Side Hustle (Dawson Family 3) - Page 87

Daisy is still on the porch when I pull up in front of the house. A white car is parked in front of me. It’s the white car we saw the other night. Fuck, that makes me even more pissed. She was driving around spying on us.

“Wes, you came.” Daisy stands, stiff from the cold, and comes over.

“Stop.” I close the Jeep door behind me and hold up a hand. “I’m not here to be won over or any of your other bullshit. I’m here so you’ll go home.”

“Can I at least come in? I’m freezing.”

“Fine. But when I say we’re done, we’re done.”

“Fair enough.” Daisy goes up the porch steps and picks up the doormat. “You got rid of the key?”

“That was an obvious place to hide the key. I took it out the day you put it there, but you weren’t around enough after that to figure it out, were you?”

“Wes, I’m…”

“Save it.” I use my body to block her line of sight when I punch in the alarm code and turn off the system.

“I’m sorry.”

I wasn’t expecting an apology this early on in our conversation. She wants something, I’m sure of it.

“Wow.” She looks around the living room. “It’s different yet the same.”

“What do you want?” I ask her. “It’s late and I’m tired and want to get this over with.”

“How’s Jackson? He’s at your parents, isn’t he?”

“Maybe.”

“Oh, please, Wes. I know you and know you’d only trust your mom with our son.”
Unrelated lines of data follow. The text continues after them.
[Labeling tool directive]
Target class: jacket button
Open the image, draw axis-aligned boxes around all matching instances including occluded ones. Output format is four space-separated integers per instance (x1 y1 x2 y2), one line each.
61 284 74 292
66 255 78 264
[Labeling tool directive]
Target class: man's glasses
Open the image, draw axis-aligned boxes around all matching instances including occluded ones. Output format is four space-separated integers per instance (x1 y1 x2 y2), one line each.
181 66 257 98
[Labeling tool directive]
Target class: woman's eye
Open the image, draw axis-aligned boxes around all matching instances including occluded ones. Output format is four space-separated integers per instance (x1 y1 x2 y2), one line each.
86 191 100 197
I don’t like hearing her say our son. It’s what he is, and I’m well aware she’s his mother, but it sounds so wrong. She hasn’t raised him. Hasn’t been here to sit up with him when he’s sick. To calm his fears in the middle of the night.

“What do you want?” I ask again, taking a seat on the stairs.

“I want to give us another shot.”

“No.” I shake my head. “Daisy, I don’t love you anymore. I stopped being in love with you before you left and we both know that. You didn’t love me either. We had issues from the start and should never have gotten married to begin with.”

She folds her arms over her chest and I look at her, really look at her for the first time. We were freshmen in high school when we met. She was a cheerleader and I was a football player. She went to Greendale, another small town in this county, and Eastwood’s rival when it comes to high school sports. We dated on and off throughout high school, and I proposed before I left for my first tour overseas. We got married shortly after that, and she moved around from base to base with me until my time in the army ended.

We should have broken things off then, but we wanted to give it one last shot. Daisy’s mother was the one who put the idea in her mind that we’d magically fix things if we had a baby, and neither of us expected it to happen the first time we tried.

The moment we knew we were having a baby, things changed. For me. Daisy didn’t want a kid, and I’m sure the resentment started there. I hoped things would change when she gave birth and held our sweet, tiny son in her arms, but it didn’t.

Not everyone is cut out for motherhood, she told me just a few days after Jackson was born. I chalked it up to pain and exhaustion. It was a red flag of a warning. Several weeks later, I came home from work to find Jackson screaming and crying in his crib and Daisy nowhere to be seen. Judging by how dirty his diaper was, we guessed she’d been gone at least half my shift, having left poor little Jackson alone in his crib.

The raw, painful emotions come back with a vengeance, and I remember it all too well: sitting in this living room, holding my crying baby to my chest and having no idea what the fuck I was going to do. I didn’t know anything about babies. How was I going to raise one alone?

“You left us,” I say slowly. “And now we’ve started a life. A good life. Why do you want to take that away?”

“I don’t, Weston. We were happy once. We can be again.”

“It’s not that easy.”

“It can be.” She walks through the living room, going to the photos hanging on the wall. She stops before one of Jackson, and her face pulls down with emotion. “He looks just like you.”

“Luckily.”

She turns, eyes brimming with tears. “Wes,” she pleads.

“Don’t.”

Sniffling, she wipes her eyes and looks back at the photos. “Whose baby is this? One of your brothers’?” She’s looking at a family photo we took over the summer, and Jackson is sitting front and center with Emma on his lap.